The magnitude of the difference was calculated as the absolute percentage change between groups and is represented by node size: larger nodes correspond to metabolites with greater percentage differences.

Edges in the network denote shared biological functions or pathway involvement, based on curated annotations from the SMPDB, KEGG, and HMDB databases. This mapping was performed manually through expert curation.

The final network was visualized using Cytoscape software (v3.10.2, www.cytoscape.org). These methodological details are now included in the Methods (Section 4.5.5) and summarized in the revised Figure 3 legend for clarity.
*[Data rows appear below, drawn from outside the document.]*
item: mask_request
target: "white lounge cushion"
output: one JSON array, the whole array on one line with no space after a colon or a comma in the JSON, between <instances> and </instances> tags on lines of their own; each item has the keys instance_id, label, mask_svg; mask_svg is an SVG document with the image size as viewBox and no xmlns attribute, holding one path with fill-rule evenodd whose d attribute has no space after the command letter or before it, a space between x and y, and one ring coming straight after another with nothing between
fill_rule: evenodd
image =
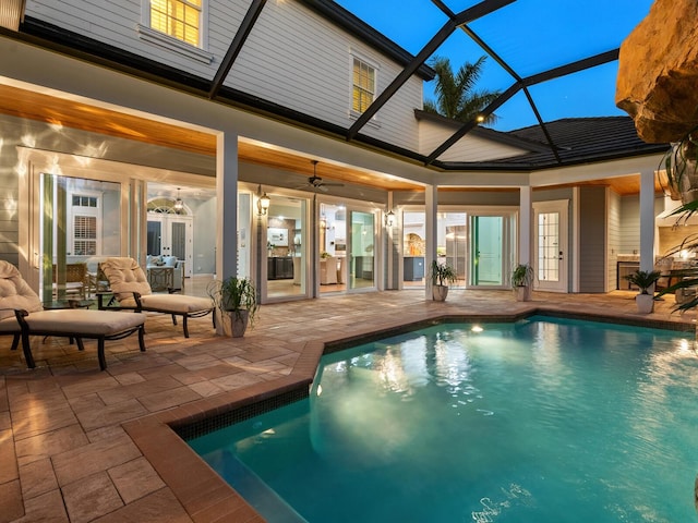
<instances>
[{"instance_id":1,"label":"white lounge cushion","mask_svg":"<svg viewBox=\"0 0 698 523\"><path fill-rule=\"evenodd\" d=\"M0 319L14 318L16 308L33 313L41 311L44 306L17 268L8 262L0 260ZM16 324L16 319L14 323Z\"/></svg>"},{"instance_id":2,"label":"white lounge cushion","mask_svg":"<svg viewBox=\"0 0 698 523\"><path fill-rule=\"evenodd\" d=\"M152 293L145 272L133 258L107 258L101 263L101 270L109 280L109 287L111 287L119 303L123 300L132 300L134 292L142 296ZM122 303L122 305L130 306L125 303Z\"/></svg>"},{"instance_id":3,"label":"white lounge cushion","mask_svg":"<svg viewBox=\"0 0 698 523\"><path fill-rule=\"evenodd\" d=\"M116 335L143 325L145 319L144 313L86 311L83 308L40 311L32 313L25 318L29 331L76 337Z\"/></svg>"},{"instance_id":4,"label":"white lounge cushion","mask_svg":"<svg viewBox=\"0 0 698 523\"><path fill-rule=\"evenodd\" d=\"M178 314L209 311L214 306L209 297L185 296L183 294L148 294L141 296L141 304L144 308L171 311Z\"/></svg>"},{"instance_id":5,"label":"white lounge cushion","mask_svg":"<svg viewBox=\"0 0 698 523\"><path fill-rule=\"evenodd\" d=\"M12 313L11 318L0 319L0 332L20 332L20 324Z\"/></svg>"}]
</instances>

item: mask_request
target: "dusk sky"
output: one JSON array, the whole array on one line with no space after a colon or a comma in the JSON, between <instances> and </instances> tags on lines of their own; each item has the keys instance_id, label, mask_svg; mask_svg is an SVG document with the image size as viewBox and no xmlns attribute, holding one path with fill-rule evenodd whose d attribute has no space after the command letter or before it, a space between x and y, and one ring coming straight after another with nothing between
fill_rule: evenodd
<instances>
[{"instance_id":1,"label":"dusk sky","mask_svg":"<svg viewBox=\"0 0 698 523\"><path fill-rule=\"evenodd\" d=\"M446 16L430 0L336 0L402 48L417 54L444 25ZM445 0L454 12L477 0ZM652 0L518 0L470 28L521 77L619 47L647 16ZM448 57L457 70L485 52L462 31L456 31L435 54ZM617 62L532 86L529 90L544 121L561 118L625 115L615 107ZM479 86L506 90L514 78L494 60ZM433 97L430 84L424 94ZM497 111L495 129L507 131L537 123L526 96L518 95Z\"/></svg>"}]
</instances>

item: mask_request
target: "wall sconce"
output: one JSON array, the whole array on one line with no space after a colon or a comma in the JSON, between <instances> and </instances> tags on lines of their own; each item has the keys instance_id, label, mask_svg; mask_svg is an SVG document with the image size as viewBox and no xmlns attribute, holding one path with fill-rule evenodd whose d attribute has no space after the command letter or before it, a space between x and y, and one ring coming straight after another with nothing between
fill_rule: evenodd
<instances>
[{"instance_id":1,"label":"wall sconce","mask_svg":"<svg viewBox=\"0 0 698 523\"><path fill-rule=\"evenodd\" d=\"M8 0L0 5L0 26L20 31L20 24L24 21L25 4L26 0Z\"/></svg>"},{"instance_id":2,"label":"wall sconce","mask_svg":"<svg viewBox=\"0 0 698 523\"><path fill-rule=\"evenodd\" d=\"M264 216L266 211L269 210L272 198L269 198L266 193L262 194L262 185L257 187L257 215Z\"/></svg>"},{"instance_id":3,"label":"wall sconce","mask_svg":"<svg viewBox=\"0 0 698 523\"><path fill-rule=\"evenodd\" d=\"M184 202L179 197L179 187L177 187L177 199L174 200L174 205L172 206L174 212L179 214L184 208Z\"/></svg>"},{"instance_id":4,"label":"wall sconce","mask_svg":"<svg viewBox=\"0 0 698 523\"><path fill-rule=\"evenodd\" d=\"M395 224L395 212L392 210L385 214L385 224L386 227L393 227Z\"/></svg>"}]
</instances>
  1. Table 4 needs more explanation regarding how the "conventional" and "AI free choice" parameters were calculated from the input data.

Response: As explained in the Methods (Sections 4.5.2–4.5.4), the "conventional" model used the top 10 DAMs identified through univariate analysis, whereas the "AI free choice" model allowed the algorithm to select the most informative features via embedded feature selection, specifically K-best feature selection. Table 4 presents a comparison of these approaches with integration of post-bronchodilator FEV₁.

As further detailed in Section 4.5.4 of the Methods. model predictions were compared with actual survival outcomes using a confusion matrix, from which the following performance metrics were calculated: sensitivity (SE), specificity (SP), positive predictive value (PPV), negative predictive value (NPV), overall accuracy (Acc), and the Matthews correlation coefficient (MCC, also referred to as the phi coefficient, φ or rφ).

We have expanded the explanation at the first mention of Table 3 in the Results (Section 2.4) to improve clarity.

 

 

Author Response File: Author Response.pdf

Round 2

Reviewer 2 Report

Comments and Suggestions for Authors

The revised manuscript addresses the pertinent questions raised by this reviewer.